Bref, Delhi envisage un système de sécurité collectif pour la région, dans lequel l’Inde "étend son influence de soutien et de coopération vers les pays du Golfe [Persique] et enjoint ceux-ci à établir des partenariats éclatants avec [l’Inde]".
L’impulsion derrière une réflexion aussi avancée provient aussi d’un facteur sous-entendu : le profil croissant de la Chine au Moyen-Orient.
Inquiétudes concernant la Chine
La Chine importe actuellement 40 à 50% du pétrole qu’elle consomme, dont environ 60% provient du Moyen-orient. On s’attend à ce que sa dépendance atteigne 70% d’ici à 2015. "Par conséquent", ainsi que l’a écrit récemment le Professeur Weiming Zhao de l’Institut des Etudes Moyen-Orientales de l’Université des Etudes Internationales de Shanghai, "la Chine a un intérêt considérable au Moyen-Orient et tout changement dans la situation là-bas affectera la sécurité énergétique de la Chine. Il est tout naturel que les facteurs énergétiques jouent un rôle dans la politique chinoise vis-à-vis du Moyen-orient. Bien que l’opposition de la Chine à la guerre en Irak et à l’utilisation de la force pour résoudre la question nucléaire iranienne soit purement basée que des considérations de sécurité énergétiques, elle est un facteur-clé. En un mot, la diplomatie de l’énergie constitue une partie importante de la diplomatie chinoise".

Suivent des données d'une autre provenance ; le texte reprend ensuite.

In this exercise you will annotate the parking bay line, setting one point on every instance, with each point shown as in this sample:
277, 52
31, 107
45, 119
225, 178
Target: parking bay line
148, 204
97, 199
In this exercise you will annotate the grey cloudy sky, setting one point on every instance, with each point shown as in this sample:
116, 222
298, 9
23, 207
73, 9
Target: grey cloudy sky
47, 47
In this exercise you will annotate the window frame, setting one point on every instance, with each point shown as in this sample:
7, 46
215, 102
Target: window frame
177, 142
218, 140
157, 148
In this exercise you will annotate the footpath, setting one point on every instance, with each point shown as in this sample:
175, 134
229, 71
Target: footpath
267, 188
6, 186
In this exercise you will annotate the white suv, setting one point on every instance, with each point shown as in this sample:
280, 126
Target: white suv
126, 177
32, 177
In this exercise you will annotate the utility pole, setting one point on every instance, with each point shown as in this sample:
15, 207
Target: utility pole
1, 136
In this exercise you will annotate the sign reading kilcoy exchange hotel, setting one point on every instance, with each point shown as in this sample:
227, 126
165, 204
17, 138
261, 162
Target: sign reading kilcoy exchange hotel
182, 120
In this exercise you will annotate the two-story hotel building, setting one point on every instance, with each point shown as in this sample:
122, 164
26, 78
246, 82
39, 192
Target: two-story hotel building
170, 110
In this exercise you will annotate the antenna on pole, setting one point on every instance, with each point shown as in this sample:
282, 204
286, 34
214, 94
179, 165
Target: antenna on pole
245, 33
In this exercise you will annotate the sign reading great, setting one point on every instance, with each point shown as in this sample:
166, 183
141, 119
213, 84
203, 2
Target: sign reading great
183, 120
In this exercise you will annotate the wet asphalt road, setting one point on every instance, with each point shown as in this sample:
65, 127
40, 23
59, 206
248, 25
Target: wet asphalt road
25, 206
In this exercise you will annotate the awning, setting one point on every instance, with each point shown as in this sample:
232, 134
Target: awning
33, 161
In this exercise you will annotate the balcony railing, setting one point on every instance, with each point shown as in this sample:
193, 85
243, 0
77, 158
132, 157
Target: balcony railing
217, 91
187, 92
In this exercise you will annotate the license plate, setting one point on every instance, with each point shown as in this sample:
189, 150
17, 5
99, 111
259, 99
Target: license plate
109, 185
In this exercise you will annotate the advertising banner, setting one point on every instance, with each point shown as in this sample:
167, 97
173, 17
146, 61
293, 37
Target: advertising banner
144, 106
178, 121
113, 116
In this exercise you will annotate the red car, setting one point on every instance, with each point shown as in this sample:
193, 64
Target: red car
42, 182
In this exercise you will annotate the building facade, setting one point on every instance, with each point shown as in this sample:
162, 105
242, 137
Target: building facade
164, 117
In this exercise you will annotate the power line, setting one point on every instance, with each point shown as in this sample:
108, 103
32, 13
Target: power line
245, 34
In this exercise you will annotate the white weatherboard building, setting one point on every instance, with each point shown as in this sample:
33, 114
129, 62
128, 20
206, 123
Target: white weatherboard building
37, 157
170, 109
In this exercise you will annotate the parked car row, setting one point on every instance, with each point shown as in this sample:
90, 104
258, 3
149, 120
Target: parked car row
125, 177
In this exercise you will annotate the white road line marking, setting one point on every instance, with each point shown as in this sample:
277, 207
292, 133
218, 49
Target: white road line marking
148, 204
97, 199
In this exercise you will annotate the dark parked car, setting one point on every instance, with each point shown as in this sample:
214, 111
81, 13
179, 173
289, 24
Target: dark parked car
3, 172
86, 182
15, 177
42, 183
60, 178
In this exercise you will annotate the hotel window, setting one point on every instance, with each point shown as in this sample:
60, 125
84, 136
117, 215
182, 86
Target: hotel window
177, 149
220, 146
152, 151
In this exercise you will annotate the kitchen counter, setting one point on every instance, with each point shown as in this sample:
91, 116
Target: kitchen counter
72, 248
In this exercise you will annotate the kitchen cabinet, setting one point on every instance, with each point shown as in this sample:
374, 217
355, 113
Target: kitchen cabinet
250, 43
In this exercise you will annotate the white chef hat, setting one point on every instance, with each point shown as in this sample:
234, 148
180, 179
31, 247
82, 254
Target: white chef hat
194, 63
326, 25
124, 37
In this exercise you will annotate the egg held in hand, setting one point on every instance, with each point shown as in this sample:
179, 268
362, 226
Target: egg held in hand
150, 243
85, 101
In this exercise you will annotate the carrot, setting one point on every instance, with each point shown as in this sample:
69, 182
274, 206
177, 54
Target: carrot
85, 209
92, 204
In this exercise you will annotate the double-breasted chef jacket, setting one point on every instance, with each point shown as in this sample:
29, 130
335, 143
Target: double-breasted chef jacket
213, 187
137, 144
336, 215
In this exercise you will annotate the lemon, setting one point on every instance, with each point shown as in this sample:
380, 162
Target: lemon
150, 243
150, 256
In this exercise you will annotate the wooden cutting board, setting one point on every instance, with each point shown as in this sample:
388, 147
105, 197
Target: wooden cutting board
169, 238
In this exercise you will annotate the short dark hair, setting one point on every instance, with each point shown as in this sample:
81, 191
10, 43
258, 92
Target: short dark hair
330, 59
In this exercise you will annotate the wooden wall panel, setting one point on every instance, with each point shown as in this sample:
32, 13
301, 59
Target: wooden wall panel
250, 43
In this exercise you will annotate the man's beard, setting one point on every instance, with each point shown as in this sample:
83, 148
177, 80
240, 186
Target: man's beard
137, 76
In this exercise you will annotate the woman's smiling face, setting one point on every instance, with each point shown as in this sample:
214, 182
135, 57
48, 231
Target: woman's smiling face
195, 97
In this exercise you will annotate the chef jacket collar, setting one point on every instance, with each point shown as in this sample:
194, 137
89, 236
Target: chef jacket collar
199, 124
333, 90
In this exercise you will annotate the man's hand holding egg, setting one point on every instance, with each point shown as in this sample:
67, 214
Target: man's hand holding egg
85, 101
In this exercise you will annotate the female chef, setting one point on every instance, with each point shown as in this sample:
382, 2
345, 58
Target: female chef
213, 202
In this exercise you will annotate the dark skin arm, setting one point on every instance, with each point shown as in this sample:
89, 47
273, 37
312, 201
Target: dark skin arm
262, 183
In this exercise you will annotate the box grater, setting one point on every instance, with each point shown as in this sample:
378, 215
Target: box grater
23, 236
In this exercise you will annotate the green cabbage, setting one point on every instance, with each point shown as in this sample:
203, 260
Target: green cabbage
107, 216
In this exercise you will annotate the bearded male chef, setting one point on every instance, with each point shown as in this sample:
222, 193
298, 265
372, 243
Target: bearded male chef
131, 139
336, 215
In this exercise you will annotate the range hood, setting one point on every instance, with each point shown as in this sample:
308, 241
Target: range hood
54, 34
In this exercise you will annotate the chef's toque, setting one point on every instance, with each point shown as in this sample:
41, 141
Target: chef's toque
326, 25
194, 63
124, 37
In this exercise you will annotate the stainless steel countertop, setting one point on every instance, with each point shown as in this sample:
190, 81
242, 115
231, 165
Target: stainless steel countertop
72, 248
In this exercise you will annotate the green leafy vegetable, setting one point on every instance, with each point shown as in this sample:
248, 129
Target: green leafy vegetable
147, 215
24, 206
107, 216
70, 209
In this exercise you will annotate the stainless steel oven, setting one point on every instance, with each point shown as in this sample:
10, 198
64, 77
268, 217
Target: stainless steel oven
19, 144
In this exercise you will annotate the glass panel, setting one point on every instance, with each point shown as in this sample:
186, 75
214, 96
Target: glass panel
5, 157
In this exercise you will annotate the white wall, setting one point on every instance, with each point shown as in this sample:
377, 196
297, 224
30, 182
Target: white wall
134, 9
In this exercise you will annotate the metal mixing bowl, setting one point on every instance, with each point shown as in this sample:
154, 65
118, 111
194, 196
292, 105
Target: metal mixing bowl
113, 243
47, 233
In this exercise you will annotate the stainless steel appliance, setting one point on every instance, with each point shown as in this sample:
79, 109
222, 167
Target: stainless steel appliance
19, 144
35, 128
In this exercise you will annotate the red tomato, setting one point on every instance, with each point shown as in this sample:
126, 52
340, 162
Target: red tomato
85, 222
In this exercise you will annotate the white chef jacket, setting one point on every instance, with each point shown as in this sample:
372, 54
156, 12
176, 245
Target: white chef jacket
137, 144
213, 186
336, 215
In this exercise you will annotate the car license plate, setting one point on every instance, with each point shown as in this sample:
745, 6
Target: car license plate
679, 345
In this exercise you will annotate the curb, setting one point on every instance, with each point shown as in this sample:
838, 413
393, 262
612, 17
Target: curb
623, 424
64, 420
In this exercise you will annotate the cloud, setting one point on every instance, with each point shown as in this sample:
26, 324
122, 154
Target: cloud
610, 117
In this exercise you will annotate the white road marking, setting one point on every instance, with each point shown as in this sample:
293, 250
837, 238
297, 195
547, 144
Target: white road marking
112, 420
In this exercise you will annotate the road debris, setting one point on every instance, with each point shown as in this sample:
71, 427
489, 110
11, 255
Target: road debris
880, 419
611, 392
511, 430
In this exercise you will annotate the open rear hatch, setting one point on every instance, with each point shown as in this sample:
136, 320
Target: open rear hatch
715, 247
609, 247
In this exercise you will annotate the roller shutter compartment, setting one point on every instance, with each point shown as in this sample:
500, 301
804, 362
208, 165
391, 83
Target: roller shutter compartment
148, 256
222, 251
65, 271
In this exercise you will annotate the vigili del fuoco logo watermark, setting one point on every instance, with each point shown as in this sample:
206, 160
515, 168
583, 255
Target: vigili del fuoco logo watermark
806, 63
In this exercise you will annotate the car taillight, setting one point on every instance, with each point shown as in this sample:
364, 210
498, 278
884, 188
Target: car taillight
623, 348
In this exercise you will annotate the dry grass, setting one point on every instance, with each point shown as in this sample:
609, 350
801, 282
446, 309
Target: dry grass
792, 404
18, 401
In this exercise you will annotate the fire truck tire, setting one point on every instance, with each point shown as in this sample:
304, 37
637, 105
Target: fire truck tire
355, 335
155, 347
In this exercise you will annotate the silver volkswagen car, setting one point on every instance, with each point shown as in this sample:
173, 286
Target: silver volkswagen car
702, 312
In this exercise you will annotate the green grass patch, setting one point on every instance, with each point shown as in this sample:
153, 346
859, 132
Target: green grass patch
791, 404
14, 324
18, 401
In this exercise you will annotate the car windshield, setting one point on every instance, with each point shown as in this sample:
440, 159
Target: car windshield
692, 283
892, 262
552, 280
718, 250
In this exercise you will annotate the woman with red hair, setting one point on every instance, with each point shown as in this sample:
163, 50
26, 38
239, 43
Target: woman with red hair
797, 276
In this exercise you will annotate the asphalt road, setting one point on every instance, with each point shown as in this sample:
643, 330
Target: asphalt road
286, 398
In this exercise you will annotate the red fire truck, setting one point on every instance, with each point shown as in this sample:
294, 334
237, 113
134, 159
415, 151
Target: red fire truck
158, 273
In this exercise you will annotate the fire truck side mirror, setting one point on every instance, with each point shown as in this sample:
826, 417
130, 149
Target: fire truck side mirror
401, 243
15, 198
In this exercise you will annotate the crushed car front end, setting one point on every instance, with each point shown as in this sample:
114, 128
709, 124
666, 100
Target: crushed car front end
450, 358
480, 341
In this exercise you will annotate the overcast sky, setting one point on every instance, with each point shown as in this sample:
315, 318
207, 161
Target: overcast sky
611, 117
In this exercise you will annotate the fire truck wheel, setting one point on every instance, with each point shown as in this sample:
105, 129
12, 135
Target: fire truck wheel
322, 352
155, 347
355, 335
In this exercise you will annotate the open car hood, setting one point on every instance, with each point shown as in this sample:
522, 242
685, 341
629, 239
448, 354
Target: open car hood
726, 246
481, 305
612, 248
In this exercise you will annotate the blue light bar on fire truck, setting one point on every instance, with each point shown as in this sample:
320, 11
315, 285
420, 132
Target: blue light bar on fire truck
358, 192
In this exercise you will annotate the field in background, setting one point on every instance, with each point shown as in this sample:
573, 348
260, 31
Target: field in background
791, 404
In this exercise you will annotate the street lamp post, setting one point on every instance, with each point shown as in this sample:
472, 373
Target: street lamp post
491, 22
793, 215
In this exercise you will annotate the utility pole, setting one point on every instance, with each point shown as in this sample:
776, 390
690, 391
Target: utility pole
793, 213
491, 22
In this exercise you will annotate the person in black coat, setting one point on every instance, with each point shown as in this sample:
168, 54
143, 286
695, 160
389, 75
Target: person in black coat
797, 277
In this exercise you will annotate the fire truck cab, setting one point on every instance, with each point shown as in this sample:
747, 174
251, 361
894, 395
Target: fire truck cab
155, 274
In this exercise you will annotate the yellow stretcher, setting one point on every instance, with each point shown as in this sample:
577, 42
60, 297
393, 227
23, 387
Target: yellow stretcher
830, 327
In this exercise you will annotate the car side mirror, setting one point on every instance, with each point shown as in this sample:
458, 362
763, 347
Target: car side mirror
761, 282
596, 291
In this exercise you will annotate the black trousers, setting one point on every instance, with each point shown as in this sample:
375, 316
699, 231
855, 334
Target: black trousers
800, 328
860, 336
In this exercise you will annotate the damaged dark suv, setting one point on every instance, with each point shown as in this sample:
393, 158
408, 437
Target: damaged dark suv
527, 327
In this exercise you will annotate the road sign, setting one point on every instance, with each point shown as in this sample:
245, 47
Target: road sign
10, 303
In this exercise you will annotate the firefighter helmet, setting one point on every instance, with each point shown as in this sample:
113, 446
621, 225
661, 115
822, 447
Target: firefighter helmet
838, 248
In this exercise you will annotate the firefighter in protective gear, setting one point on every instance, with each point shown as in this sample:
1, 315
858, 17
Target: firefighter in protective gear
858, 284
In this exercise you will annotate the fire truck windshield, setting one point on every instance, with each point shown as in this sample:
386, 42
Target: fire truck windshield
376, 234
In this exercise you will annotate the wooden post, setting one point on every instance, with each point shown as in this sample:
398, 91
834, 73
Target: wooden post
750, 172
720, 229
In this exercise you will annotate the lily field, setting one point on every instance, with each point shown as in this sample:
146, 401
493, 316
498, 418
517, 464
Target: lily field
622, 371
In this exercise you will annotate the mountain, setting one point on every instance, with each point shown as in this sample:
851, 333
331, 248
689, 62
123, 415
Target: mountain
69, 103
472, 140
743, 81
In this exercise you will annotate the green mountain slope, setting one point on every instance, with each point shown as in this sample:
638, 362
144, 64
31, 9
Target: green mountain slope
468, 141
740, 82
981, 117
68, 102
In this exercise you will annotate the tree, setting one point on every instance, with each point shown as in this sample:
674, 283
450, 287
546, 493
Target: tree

Weiming conclut : "Par conséquent, la position de base de la diplomatie chinoise continuera pour longtemps à prêter plus d’attention au développement de la situation au Moyen-orient, à être plus concernée par les affaires du Moyen-Orient et à établir des relations plus étroites avec les pays du Moyen-Orient".
Delhi apprend à gérer l’influence croissante de la Chine au Moyen-Orient. Le ministre indien du pétrole est actuellement en visite en Arabie Saoudite. Mukherjee s’est rendu à Riyad en avril. Une visite du Premier ministre indien, Manmohan Singh, en Arabie Saoudite, est prévue. L’Arabie Saoudite, principal fournisseur de pétrole de l’Inde, a l’intention de doubler ses exportations de pétrole vers la Chine en 2008. D’ici 2010, on s’attend à ce les exportations saoudiennes vers la Chine atteignent 1 million de baril par jour, ce qui placerait la Chine comme destination pétrolière numéro un de Riyad. Une fois encore, la Chine a un accord avec l’Iran pour acheter 250 millions de tonnes de gaz naturel liquéfié sur une période de 30 ans et pour développer le champ pétrolier de Yadavaran, dont la production potentielle est estimée à 150.000 barils par jour sur une période de 25 ans.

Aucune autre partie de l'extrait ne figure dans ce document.